Keys rotate monthly. Old keys remain published for verification of historical receipts indefinitely.
Fetching a receipt
curl https://api.mattermode.com/v1/incorporator_receipts/rcp_8sQp4LbR \
-H "Authorization: Bearer $MATTER_KEY" \
-H "Matter-Version: 2026-05-01"The receipt is also embedded in the entity.registered webhook event so you
don't have to round-trip if you already subscribe to that event.
Verifying offline
The whole point: you don't need to call Matter to trust a receipt. The verification is five steps in any language with an Ed25519 library.
import { verify } from "@noble/ed25519";
async function verifyReceipt(receipt: IncorporatorReceipt, publicKeyHex: string) {
// 1. Strip the signature out, sort keys deterministically, JSON-stringify with
// no whitespace. This is the "canonical encoding."
const { signature, ...payload } = receipt;
const canonical = canonicalJSON(payload);
// 2. Look up the public key in the Matter-published JWK set by
// `signing_key_fingerprint`. (Or trust your locally-cached copy.)
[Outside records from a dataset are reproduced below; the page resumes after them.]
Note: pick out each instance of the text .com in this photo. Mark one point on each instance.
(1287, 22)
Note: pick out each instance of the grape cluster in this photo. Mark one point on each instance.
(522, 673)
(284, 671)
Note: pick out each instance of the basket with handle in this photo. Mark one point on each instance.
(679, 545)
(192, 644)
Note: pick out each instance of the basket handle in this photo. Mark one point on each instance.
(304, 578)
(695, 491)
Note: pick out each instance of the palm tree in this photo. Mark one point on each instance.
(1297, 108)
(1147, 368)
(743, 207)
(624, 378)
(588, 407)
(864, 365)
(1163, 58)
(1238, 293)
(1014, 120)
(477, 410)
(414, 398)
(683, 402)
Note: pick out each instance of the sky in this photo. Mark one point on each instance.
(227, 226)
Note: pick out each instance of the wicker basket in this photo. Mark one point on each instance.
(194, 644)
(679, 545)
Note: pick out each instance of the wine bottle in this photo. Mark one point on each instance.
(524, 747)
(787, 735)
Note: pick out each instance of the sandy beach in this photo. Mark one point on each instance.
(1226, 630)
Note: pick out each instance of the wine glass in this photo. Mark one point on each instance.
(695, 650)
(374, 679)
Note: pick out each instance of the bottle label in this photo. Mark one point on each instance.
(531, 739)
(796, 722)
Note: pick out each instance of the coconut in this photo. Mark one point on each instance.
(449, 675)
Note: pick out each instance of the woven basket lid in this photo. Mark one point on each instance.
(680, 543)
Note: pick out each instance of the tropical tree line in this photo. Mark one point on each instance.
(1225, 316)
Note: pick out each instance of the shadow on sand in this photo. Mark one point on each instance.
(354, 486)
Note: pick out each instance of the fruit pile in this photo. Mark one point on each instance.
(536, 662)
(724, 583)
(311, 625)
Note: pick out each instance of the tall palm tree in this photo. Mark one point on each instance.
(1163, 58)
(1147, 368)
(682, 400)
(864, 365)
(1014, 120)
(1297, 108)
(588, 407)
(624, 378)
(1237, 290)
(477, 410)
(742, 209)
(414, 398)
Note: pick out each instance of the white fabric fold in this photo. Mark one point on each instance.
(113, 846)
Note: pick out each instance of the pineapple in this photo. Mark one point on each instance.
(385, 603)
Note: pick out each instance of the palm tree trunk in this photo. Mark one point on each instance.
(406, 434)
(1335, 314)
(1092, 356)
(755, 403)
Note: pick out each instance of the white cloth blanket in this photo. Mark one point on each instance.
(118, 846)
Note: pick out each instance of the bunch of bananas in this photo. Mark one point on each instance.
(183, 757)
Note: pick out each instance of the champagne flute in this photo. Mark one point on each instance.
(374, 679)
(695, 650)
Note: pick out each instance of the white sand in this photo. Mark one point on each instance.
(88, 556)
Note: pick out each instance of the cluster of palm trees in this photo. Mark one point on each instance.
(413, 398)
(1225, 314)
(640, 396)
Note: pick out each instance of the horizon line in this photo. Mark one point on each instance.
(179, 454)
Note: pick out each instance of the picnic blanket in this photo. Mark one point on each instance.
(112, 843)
const pubKey = Buffer.from(publicKeyHex, "hex");
const sig = Buffer.from(receipt.signature, "hex");
// 3. Verify the Ed25519 signature against the canonical body.
const ok = await verify(sig, new TextEncoder().encode(canonical), pubKey);
if (!ok) throw new Error("Invalid signature");
// 4. Branch on signer_basis and validate the corresponding scaffolding:
// - "esra_consent" → consent_record is non-null and carries esra_disclosure_version
// - "ueta_electronic_agent" → agent_authority is non-null and includes
// "incorporator_signature_authorized" in acknowledgements
// - "wet_signature" → consent_record and agent_authority both null
validateSignerScaffolding(receipt);
// 5. Confirm the named incorporator stakeholder matches the entity's
// incorporator_stakeholder_id (cross-fetch entity if you don't trust local).
return true;
}The cookbook walks through this end-to-end with a Python and Go implementation
and shows the full canonicalJSON definition: see
Verify an incorporator receipt.
When to verify
- At due diligence. A verifier reviewing one of your portfolio entities can confirm the founder signed the cert without trusting your dashboard.
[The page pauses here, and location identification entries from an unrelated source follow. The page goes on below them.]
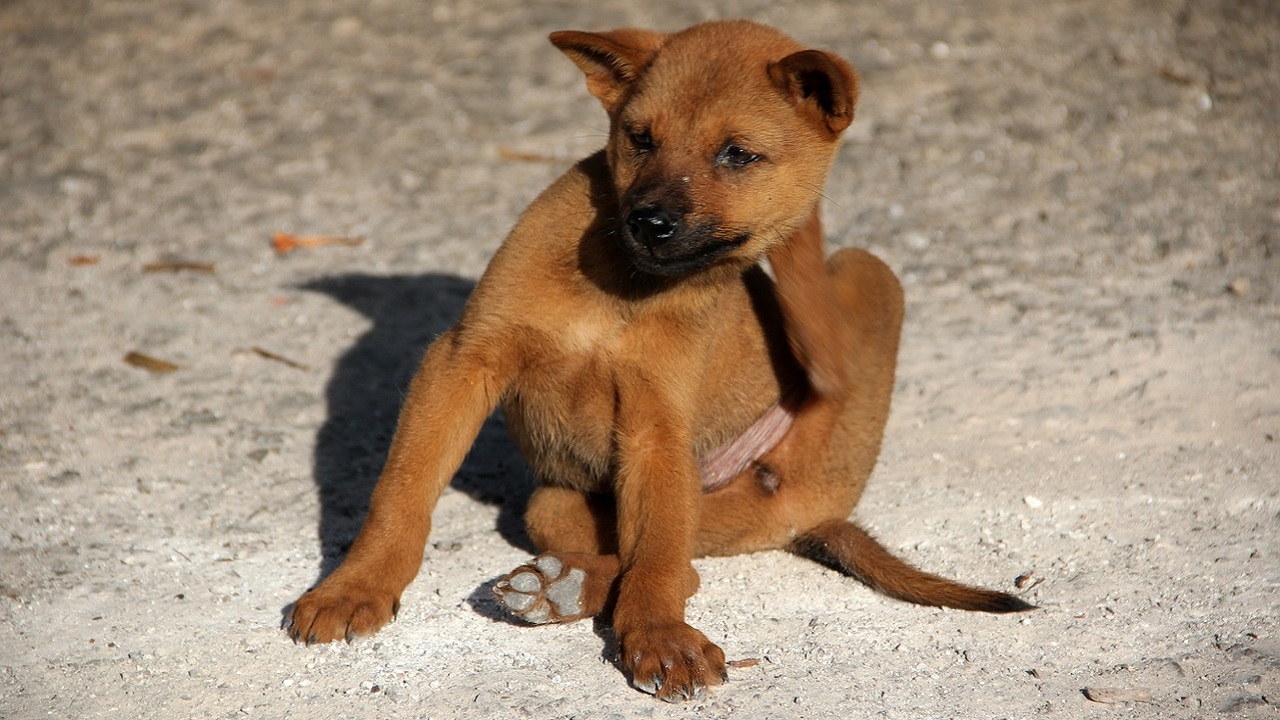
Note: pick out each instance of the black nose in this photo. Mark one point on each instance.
(653, 226)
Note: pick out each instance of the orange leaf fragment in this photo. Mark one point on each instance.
(287, 242)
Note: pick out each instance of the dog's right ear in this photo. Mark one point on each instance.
(611, 60)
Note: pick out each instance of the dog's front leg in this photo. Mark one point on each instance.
(817, 332)
(658, 496)
(452, 393)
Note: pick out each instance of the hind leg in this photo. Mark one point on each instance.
(575, 574)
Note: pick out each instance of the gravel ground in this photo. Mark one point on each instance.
(1082, 199)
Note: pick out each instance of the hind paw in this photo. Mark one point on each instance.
(547, 589)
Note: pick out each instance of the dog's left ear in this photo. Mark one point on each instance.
(611, 60)
(823, 87)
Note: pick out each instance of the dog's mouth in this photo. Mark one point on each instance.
(681, 251)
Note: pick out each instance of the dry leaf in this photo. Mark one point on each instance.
(179, 265)
(149, 363)
(270, 355)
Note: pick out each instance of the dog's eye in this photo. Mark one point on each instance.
(735, 156)
(640, 140)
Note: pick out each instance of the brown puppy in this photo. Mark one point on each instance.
(672, 399)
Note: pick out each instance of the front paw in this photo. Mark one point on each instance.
(672, 661)
(339, 610)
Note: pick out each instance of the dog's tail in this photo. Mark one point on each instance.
(848, 548)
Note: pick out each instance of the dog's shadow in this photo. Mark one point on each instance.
(364, 399)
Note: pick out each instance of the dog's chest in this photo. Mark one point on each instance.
(562, 408)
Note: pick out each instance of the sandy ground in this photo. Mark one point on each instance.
(1080, 196)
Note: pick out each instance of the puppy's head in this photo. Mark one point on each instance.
(721, 137)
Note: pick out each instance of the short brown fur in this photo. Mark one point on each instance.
(627, 331)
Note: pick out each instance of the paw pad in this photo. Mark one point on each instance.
(544, 591)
- At an acquisition. An acquirer can confirm the target's existence chain before committing to the term sheet.
- At any time by your own audit pipeline. Cache the public-key JWK set; a weekly cron is more than enough.
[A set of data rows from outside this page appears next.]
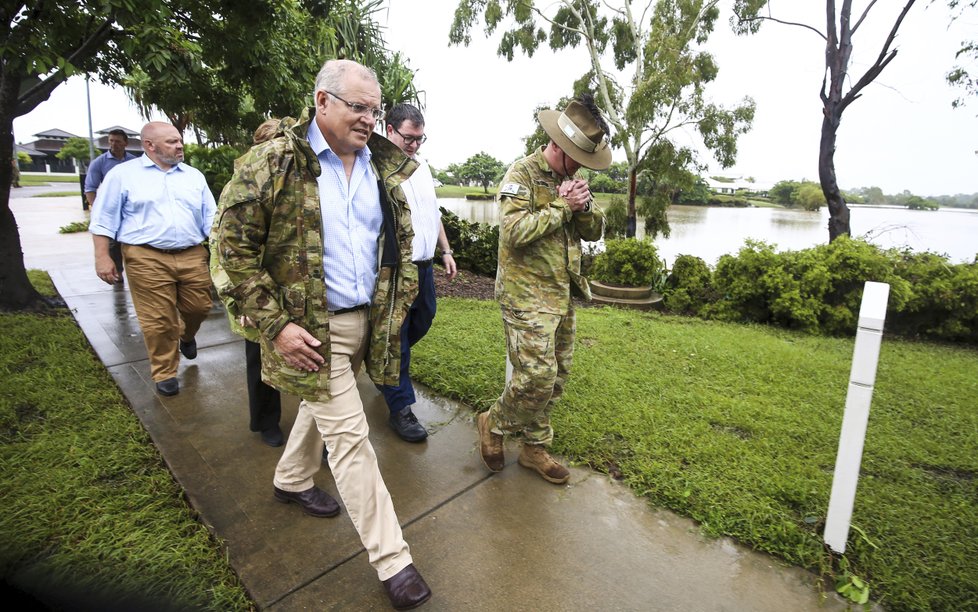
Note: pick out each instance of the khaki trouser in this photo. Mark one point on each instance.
(172, 296)
(540, 346)
(341, 423)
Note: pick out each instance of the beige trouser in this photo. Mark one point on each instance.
(172, 296)
(341, 423)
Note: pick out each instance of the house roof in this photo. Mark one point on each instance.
(128, 132)
(738, 183)
(29, 149)
(55, 134)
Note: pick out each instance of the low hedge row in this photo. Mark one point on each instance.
(819, 290)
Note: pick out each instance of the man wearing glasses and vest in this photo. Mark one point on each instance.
(405, 128)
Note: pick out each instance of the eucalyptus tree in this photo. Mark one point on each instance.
(962, 75)
(647, 68)
(252, 53)
(237, 72)
(839, 87)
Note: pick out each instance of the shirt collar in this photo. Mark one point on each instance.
(319, 145)
(542, 162)
(147, 162)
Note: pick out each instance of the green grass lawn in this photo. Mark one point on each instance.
(90, 511)
(57, 194)
(737, 427)
(455, 191)
(44, 179)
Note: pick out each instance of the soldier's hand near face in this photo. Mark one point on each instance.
(297, 347)
(576, 193)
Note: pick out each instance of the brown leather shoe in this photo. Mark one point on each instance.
(490, 445)
(536, 457)
(314, 501)
(407, 589)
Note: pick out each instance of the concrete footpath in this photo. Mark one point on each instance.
(483, 542)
You do not need to verify on every entity read — the API already does that on its end. Verify when an external party would otherwise have to take Matter's word for it.
Errors
| Error | Cause | Recovery |
|---|---|---|
404 incorporator_receipt_not_yet_issued | Entity is in draft or submitted — the receipt is generated only on entity.registered. | Wait for the incorporator_receipt.issued webhook. |
409 entity_not_matter_witnessed | The entity was migrated into Matter from a foreign source (rare); no receipt exists. | Use the historical paper trail from the source registry. |
410 receipt_superseded | A correction filing reissued the receipt under a new version. | Read current_receipt_id on the response and fetch that. |
Related
- Legal basis — the two signing rails, UETA §14 doctrine, where customer risk attaches.
- Verify an incorporator receipt — full offline verifier in three languages.
- Form a company — human-led formation.
- Form an entity with an agent — agent-led formation under standing UETA §14 consent.
- Webhook ordering —
incorporator_receipt.issuedarrives afterentity.state_changed → registered. - Lifecycle — the state transition that triggers receipt issuance.
- Test mode — how the test-mode key hierarchy is isolated.